Now that you can retrieve the int, you can compare them in the implementation class.

public class NumbersType
implements Numbers {
    private int intType;

    public NumbersType(int intType) {
        this.intType = intType;
    }

    @Override
    public int getIntType() {
        return intType;
    }

    @Override
    public boolean isIntTypeEqual(Number n) {
        return intType == n.getIntType();
    }

    // overriding hashCode because we are overriding equals
    @Override
    public int hashCode() {
        return intType;
    }

    @Override
    public boolean equals(Object o) {
        if(!(o instanceof Numbers))
            return false;

        return isIntTypeEqual((Numbers)o);
    }
}

You may want to read:

• Overriding equals and hashCode in Java
• Overriding and Hiding Methods

If you are just learning this stuff, equals may not be a method you should be trying to implement. It is contractual and easy to get wrong.

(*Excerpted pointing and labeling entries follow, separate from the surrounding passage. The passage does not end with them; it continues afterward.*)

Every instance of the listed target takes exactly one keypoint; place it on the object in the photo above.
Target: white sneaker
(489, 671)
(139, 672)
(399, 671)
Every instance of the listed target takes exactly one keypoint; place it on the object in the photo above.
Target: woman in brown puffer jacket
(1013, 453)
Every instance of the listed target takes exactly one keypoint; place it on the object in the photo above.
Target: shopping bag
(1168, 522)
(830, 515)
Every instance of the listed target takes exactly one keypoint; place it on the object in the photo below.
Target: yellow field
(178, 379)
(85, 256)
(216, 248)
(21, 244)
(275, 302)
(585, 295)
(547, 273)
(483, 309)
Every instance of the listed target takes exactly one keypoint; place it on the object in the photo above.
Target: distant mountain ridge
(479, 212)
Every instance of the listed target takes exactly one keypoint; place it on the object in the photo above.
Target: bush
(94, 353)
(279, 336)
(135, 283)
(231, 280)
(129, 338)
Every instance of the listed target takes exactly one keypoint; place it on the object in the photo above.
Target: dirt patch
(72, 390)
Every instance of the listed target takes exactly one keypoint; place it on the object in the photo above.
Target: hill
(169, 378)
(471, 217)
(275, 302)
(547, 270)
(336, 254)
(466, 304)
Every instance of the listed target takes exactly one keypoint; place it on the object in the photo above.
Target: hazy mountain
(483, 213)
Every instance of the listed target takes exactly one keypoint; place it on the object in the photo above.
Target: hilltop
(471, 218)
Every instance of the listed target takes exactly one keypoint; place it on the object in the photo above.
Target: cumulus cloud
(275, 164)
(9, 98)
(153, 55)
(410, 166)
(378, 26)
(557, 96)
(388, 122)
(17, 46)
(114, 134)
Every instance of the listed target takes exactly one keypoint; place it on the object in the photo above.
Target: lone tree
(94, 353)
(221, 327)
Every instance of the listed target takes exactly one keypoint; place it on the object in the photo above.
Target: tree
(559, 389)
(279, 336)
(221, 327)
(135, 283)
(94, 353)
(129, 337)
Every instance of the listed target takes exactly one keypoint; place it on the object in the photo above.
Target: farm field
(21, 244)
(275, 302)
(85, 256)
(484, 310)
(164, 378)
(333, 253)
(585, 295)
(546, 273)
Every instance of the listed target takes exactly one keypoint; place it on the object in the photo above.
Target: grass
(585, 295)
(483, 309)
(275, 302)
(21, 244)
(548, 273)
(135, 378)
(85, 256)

Another complication is declaring equals in terms of interfaces: because equals must be symmetric, the implementations must override it identically. Otherwise the contract is broken.

Answer 2

1. Your class is NumbersType not Numbers, so you should type cast a and b in your equals method. This is why you cannot do n.intType

2. After you type cast, your equals method should compare intTypes of the objects, not direct references. This is why it will not work.

Your naming is a little bit confusing and I would suggest studying Polymorphism in general.